Township in Pennsylvania, US

Richland Township is a township in Bucks County, Pennsylvania, United States. The population was 13,873 at the 2020 U.S. Census

==History==
The Shelly School was listed on the National Register of Historic Places in 2011.

==Geography==
According to the U.S. Census Bureau, the township has a total area of 20.5 square miles (53.1 km^{2}), of which 20.5 square miles (53.0 km^{2}) is land and 0.1 square mile (0.1 km^{2}) (0.24%) is water. It is drained by the Tohickon Creek eastward into the Delaware River. The township contains the villages of California, Paletown, Pullen, Quaker, Rich Hill, and Shelly.

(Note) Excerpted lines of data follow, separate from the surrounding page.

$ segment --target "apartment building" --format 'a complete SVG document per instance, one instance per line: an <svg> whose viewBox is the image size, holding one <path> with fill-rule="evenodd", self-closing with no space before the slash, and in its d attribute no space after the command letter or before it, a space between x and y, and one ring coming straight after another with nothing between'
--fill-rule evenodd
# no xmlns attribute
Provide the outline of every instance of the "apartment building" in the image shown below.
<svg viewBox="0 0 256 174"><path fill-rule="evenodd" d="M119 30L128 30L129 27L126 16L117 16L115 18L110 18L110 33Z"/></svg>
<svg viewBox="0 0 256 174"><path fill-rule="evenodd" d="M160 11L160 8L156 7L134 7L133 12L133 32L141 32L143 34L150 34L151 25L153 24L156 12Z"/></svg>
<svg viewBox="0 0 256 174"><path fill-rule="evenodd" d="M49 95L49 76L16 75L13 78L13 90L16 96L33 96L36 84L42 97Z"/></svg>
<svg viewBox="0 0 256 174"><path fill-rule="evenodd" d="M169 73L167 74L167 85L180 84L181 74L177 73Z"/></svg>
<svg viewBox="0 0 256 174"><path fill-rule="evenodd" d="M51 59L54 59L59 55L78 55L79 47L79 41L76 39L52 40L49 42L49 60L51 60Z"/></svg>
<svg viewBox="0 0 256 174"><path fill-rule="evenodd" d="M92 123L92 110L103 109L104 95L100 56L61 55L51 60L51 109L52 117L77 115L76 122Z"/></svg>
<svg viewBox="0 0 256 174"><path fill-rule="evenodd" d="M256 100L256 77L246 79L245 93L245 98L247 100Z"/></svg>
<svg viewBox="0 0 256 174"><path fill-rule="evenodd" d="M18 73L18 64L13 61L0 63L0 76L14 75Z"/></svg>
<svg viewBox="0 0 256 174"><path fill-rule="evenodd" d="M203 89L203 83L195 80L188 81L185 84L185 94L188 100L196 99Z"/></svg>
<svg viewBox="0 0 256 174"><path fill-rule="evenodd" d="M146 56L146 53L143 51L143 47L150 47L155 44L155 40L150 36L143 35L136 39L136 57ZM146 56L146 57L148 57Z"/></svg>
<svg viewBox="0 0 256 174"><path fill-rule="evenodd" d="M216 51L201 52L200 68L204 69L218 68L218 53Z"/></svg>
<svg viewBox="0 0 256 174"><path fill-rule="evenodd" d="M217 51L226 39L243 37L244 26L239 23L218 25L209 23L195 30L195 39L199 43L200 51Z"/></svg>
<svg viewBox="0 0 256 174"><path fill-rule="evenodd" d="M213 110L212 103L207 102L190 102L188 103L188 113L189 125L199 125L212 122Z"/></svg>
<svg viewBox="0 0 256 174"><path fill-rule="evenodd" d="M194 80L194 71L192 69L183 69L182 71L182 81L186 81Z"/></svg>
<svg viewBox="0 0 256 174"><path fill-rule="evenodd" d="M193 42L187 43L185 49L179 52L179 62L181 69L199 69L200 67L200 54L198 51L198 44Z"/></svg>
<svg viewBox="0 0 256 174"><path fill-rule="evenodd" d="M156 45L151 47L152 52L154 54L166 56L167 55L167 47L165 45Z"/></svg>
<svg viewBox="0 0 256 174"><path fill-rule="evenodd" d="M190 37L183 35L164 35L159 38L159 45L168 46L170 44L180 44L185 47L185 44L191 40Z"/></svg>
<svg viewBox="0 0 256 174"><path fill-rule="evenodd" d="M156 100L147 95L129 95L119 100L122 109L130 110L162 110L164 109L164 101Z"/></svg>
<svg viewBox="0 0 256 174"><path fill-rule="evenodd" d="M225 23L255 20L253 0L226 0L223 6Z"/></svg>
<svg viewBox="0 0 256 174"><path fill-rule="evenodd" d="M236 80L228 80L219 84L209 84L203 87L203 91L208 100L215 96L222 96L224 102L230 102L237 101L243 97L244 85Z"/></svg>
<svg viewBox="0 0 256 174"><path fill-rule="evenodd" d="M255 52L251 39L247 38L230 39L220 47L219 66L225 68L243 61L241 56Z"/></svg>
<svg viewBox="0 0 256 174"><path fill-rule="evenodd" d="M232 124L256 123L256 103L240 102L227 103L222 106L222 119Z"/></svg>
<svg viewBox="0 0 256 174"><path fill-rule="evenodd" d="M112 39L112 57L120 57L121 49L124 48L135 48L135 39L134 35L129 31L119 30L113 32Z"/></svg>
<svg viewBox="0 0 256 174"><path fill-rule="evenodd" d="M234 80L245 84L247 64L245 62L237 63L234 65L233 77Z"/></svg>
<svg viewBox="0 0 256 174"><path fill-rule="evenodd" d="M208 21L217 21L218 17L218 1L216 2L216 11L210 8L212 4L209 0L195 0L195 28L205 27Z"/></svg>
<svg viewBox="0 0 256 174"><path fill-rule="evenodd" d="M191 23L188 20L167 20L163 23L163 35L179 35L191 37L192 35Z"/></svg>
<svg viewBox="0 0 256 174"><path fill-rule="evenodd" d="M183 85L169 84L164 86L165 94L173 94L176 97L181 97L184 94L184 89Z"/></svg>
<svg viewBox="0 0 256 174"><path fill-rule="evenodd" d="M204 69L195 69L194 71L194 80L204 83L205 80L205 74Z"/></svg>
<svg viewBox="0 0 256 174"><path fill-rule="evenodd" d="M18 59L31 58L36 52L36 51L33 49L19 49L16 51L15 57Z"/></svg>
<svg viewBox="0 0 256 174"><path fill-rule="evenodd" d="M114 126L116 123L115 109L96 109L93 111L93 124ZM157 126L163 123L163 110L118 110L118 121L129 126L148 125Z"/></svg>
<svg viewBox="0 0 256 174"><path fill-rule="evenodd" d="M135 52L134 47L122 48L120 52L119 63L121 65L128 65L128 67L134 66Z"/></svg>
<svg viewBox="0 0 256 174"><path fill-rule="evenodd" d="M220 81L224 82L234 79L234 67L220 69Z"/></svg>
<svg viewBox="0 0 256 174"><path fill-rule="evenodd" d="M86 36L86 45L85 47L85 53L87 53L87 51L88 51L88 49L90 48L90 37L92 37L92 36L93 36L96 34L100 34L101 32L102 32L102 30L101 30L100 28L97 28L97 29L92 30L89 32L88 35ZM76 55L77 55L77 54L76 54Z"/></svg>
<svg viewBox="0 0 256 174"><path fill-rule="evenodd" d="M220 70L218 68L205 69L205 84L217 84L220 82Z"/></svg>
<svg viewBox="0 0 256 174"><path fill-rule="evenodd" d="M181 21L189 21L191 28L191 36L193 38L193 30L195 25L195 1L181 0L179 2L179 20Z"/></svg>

Natural features include Beaver Run, Dry Branch Creek, Licking Run, Morgan Creek, Rock Hill, and Tohickon Creek.

===Adjacent municipalities===
- Springfield Township (north)
- Haycock Township (east)
- East Rockhill Township (southeast)
- West Rockhill Township (south)
- Milford Township (west)

Richland Township surrounds the boroughs of Quakertown and Richlandtown.

==Demographics==

As of the 2000 census, there were 9,920 people, 3,763 households, and 2,667 families residing in the township. The population density was 484.7 PD/sqmi. There were 3,877 housing units at an average density of 189.4 /sqmi. The racial makeup of the township was 96.35% White, 0.93% African American, 0.11% Native American, 1.16% Asian, 0.38% from other races, and 1.07% from two or more races. Hispanic or Latino of any race were 1.32% of the population.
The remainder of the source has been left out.